A vote for the future

Updated: Oct 17, 2023


Anna and her baby daughter Cassie. They are both smiling at the camera standing at a lake with the water and trees in the background

The general election feels different this year. Indecision settles over me like a heavy weight every time I glance over and see my ballot papers sitting on the edge of my desk, the obnoxious bright orange reminding me to go in and cast my vote. Should I vote for the party with the policies that align most closely to my personal values, the one that’s promising to make the changes I want to see? Or should I vote strategically in an attempt to block a coalition?
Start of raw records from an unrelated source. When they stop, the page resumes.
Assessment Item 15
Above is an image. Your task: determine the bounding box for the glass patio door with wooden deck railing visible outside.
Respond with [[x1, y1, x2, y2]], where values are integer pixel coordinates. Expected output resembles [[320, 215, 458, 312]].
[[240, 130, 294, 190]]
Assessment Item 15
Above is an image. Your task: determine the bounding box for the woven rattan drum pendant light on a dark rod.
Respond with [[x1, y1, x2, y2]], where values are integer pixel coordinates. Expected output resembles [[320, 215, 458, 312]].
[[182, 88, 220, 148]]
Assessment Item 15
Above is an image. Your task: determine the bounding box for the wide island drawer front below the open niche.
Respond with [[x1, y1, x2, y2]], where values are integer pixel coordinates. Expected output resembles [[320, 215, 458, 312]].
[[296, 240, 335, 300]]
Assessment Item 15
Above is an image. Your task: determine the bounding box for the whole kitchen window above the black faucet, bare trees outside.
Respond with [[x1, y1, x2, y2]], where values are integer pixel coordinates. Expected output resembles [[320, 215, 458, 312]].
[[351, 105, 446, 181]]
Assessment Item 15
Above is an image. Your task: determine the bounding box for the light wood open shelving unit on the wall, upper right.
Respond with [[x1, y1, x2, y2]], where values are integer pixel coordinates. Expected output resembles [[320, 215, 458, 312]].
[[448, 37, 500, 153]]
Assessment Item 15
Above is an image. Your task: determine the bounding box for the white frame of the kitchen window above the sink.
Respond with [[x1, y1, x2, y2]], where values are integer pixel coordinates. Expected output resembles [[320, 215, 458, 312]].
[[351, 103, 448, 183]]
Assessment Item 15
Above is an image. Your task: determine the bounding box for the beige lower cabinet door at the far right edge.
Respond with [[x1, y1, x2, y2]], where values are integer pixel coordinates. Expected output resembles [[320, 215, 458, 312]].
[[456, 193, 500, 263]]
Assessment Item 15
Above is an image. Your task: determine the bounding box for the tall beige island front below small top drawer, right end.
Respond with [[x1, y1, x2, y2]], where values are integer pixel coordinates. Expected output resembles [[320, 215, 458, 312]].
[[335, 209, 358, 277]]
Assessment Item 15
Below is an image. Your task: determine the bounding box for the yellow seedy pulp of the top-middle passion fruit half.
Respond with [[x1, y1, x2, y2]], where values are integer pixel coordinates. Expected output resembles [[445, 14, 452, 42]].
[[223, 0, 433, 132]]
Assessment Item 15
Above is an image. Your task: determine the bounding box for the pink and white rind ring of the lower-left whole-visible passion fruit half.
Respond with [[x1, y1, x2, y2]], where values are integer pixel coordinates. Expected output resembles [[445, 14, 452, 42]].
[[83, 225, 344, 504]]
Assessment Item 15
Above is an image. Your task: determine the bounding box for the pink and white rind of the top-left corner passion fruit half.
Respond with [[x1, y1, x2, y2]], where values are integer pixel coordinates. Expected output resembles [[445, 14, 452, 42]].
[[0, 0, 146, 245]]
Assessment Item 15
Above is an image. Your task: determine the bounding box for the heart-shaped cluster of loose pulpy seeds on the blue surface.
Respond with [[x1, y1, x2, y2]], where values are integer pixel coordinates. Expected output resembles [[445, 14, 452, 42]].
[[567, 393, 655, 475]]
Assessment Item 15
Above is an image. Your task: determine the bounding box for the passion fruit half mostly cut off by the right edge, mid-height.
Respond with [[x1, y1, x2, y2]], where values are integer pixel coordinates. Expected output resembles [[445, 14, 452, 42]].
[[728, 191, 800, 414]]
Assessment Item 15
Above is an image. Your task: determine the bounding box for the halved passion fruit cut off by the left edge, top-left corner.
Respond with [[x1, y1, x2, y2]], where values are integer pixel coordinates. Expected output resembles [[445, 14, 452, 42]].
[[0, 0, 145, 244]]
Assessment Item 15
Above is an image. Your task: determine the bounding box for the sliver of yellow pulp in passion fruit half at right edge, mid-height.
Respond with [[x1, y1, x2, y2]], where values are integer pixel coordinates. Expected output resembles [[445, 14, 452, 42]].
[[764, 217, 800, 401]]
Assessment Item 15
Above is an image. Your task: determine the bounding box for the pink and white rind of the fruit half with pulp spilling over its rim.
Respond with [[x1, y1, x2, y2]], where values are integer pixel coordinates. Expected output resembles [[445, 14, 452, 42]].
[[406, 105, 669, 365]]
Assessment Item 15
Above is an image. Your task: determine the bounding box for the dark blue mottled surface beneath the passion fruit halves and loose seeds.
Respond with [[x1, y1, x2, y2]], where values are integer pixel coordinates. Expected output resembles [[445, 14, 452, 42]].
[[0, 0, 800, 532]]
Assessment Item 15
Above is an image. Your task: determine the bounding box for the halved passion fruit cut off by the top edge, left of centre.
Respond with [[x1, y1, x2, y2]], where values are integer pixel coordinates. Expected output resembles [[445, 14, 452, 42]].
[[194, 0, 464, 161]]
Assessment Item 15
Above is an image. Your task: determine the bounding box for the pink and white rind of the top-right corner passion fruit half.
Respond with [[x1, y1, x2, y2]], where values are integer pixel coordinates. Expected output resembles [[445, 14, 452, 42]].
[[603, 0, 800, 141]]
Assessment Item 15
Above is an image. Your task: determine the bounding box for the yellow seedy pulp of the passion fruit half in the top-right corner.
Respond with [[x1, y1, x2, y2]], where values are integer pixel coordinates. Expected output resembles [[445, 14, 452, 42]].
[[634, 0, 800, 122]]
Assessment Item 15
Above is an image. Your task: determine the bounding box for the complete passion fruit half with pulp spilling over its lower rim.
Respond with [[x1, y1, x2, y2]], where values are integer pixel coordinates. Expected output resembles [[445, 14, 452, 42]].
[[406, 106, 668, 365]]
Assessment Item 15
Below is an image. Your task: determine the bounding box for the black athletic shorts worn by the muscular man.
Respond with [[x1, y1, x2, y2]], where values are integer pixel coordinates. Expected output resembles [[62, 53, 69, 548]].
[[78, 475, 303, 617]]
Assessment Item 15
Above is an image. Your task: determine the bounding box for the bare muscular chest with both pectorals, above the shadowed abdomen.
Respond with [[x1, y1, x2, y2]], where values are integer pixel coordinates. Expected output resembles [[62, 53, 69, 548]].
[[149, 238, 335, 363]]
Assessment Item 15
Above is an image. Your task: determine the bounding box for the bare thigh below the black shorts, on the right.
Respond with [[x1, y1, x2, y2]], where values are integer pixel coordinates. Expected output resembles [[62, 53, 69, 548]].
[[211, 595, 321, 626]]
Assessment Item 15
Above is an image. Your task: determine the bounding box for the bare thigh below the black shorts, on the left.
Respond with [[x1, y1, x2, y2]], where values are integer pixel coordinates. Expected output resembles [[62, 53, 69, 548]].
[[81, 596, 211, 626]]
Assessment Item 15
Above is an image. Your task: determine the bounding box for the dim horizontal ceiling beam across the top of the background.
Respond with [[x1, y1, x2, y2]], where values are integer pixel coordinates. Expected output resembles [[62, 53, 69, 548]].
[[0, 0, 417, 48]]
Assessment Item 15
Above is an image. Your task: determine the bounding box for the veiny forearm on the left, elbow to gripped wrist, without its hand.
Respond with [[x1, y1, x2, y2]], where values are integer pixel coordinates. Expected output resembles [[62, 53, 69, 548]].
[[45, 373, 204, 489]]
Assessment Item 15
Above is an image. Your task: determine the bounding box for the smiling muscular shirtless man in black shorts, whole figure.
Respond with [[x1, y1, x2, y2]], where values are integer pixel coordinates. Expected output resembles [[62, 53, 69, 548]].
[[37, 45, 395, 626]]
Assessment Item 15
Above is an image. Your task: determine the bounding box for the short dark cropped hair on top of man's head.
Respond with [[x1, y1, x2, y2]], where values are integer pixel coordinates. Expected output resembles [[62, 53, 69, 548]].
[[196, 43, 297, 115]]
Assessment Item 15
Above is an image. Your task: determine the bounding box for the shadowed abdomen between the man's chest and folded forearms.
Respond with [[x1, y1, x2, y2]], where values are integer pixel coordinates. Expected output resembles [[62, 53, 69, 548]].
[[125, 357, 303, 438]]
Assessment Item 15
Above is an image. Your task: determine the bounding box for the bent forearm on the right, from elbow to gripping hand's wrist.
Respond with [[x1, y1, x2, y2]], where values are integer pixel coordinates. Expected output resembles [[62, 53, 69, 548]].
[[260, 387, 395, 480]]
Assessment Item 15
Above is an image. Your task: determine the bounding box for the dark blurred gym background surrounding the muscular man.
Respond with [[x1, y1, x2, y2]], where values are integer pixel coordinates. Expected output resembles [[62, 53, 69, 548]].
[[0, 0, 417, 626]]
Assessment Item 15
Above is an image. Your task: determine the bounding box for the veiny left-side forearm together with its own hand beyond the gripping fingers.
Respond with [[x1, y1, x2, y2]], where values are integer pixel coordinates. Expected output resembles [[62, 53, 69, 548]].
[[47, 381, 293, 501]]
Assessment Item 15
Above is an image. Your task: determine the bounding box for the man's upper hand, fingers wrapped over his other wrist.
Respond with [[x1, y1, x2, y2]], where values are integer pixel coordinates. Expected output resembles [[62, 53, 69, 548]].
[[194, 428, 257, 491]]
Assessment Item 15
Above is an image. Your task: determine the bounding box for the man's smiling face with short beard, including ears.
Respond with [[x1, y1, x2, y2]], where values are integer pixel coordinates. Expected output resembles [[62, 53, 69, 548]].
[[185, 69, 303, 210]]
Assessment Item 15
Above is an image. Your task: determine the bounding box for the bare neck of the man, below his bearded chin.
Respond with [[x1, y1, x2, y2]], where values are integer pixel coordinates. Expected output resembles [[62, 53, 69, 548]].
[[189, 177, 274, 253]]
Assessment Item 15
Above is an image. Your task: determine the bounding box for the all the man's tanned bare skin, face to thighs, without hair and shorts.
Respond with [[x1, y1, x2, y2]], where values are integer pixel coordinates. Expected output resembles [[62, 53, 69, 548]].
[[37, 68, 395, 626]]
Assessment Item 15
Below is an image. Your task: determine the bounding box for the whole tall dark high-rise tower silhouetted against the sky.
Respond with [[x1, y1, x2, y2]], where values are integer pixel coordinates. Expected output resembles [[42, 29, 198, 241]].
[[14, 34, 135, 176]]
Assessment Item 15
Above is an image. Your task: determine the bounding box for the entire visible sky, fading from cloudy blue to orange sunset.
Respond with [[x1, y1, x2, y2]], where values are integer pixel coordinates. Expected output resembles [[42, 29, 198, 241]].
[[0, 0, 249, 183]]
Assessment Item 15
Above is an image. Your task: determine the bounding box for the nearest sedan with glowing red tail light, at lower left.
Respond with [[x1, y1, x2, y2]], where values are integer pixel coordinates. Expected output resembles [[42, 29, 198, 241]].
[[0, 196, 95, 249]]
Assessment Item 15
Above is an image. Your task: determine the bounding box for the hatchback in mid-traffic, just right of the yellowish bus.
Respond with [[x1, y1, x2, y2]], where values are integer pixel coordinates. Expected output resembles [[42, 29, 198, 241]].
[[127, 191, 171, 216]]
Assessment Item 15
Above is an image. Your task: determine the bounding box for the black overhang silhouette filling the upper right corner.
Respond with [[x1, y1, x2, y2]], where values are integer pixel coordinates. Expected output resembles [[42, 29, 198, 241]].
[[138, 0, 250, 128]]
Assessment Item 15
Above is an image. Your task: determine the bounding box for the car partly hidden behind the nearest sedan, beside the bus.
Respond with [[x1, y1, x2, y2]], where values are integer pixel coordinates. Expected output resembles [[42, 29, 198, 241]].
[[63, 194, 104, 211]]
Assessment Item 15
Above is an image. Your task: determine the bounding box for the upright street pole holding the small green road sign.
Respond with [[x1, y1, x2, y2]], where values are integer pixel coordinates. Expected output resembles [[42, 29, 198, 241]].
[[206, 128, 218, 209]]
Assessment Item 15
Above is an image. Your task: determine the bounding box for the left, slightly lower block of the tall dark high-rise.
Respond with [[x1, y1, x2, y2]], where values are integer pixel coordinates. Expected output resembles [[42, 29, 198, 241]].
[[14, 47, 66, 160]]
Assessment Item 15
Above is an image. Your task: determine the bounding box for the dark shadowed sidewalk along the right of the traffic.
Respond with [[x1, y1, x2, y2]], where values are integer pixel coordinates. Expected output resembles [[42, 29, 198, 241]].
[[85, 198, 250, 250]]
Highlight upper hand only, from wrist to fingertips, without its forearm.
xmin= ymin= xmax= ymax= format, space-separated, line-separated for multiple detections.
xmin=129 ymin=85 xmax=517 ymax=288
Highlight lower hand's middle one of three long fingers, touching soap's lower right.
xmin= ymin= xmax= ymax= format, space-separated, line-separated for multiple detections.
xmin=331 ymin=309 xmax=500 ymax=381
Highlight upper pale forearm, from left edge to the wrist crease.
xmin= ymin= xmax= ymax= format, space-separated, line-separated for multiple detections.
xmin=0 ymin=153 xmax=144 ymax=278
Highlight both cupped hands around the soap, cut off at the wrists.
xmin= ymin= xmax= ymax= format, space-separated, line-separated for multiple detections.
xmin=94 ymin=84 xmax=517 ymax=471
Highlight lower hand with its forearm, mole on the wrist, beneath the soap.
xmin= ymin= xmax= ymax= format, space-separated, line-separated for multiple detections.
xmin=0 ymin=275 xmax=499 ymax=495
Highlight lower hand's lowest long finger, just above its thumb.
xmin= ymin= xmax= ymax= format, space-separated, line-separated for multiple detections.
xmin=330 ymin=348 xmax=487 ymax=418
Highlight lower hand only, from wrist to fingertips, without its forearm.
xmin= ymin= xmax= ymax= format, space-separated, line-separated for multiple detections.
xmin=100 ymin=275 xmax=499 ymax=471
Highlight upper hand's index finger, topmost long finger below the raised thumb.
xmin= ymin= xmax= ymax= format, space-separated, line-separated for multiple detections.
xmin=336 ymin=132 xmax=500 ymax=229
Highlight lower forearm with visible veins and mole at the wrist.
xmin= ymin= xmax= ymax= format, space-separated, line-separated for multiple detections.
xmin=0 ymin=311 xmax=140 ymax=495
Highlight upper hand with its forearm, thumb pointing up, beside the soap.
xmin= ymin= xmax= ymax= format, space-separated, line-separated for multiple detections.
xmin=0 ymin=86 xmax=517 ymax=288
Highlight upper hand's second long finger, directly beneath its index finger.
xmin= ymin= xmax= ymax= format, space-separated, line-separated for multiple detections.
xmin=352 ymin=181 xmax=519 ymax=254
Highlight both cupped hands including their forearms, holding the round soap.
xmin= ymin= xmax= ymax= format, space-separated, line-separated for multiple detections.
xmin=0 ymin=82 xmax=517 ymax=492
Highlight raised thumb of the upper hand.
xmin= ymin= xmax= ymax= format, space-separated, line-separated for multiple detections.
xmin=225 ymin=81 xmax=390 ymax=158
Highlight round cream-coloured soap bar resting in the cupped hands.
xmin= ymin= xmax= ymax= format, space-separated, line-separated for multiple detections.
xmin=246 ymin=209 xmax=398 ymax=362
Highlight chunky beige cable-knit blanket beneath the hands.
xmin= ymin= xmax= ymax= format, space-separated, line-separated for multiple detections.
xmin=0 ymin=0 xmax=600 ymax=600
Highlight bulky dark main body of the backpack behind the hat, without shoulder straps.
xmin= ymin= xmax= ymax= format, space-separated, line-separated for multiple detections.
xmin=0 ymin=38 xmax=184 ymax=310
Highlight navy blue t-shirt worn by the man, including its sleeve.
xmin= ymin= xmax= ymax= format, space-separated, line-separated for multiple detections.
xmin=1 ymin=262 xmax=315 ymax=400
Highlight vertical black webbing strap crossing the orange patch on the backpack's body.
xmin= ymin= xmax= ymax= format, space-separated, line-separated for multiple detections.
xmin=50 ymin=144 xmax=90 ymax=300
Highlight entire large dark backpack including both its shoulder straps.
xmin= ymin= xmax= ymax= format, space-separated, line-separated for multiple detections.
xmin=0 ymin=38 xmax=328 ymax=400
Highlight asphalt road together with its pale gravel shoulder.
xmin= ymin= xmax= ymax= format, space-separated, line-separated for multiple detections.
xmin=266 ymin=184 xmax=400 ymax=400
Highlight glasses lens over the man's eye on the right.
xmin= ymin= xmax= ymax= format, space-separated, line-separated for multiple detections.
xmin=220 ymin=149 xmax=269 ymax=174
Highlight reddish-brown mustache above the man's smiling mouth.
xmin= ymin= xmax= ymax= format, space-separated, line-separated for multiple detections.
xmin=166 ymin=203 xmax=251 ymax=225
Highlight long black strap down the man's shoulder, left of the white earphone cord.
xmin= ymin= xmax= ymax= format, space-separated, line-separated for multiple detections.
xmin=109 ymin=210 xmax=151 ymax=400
Maybe my sense of despair stems from the fact that no one seems to be offering up any policies that will address the real issues facing our society. Or maybe it’s because this year, I’ll be casting my vote with my eight-month old pēpi on my hip.


Becoming a māmā has irrevocably changed me. Most of these changes have been for the better: everything from newfound depths of strength and razor sharp maternal instincts, to the boundless aroha I feel for this magical little soul.


Becoming a māmā has also made me afraid. When she was brand new, I used to watch her breathing as she slept, some part of me convinced that she was kept alive only by my force of will. I moved so carefully around the house with her in my arms, intrusive thoughts running through my head as I imagined clumsily smacking her head against the door frame or falling down a flight of stairs that doesn’t even exist in our single storey whare. I let go of these fears as she grew, but they were quickly replaced by others. Most of these fears I can mitigate. I can ask whānau and friends to practise good hygiene and keep their distance if they’re feeling māuiui. I can puree her food and take online courses to make sure I know how to help a choking baby. I can baby proof the sharp edges and dangling cables throughout our whare.


There are some fears I have less control over. I’m afraid that the dreams I have for her future will become just that. I want her to grow up exploring the same beautiful ngahere that I grew up exploring, to swim in the same lakes, rivers and bays that I swam in, and to share my passion for our incredible taiao. I want her to have a warm and healthy home, food on the table and access to the education, health and social services she needs. Even more, I want her to live in a country that understands that society is measured by how it treats its most vulnerable members – where all whānau can enjoy those basic human rights. Where our indigenous culture and language is celebrated as a taonga that will strengthen our country rather than further divide it.

6 month old Casssie happily crawling through grass in her backyard. She is wearing a cream coloured onesie and a big blue sunhat with rainbows on it.

Becoming a māmā has also made me fierce. When I vote this year, I will be voting for a future in which those dreams become a reality – and I am challenging my whānau and friends to do the same. Let’s extend our thinking beyond the next few political terms and vote for the interests of future generations. If you’re feeling that your vote won’t make a difference, remember that together, we have power – and I have to believe that I am not alone in dreaming of a healthier and more equitable world for our mokopuna.


When you cast your vote this weekend, think about my pēpi. Think about your pēpi. Think about your neighbour’s pēpi – whatever it takes. What better way to shape our society than to think like a new māmā looking out for her baby’s future? Mō tātou, ā, mō kā uri ā muri ake nei – for us and our children after us.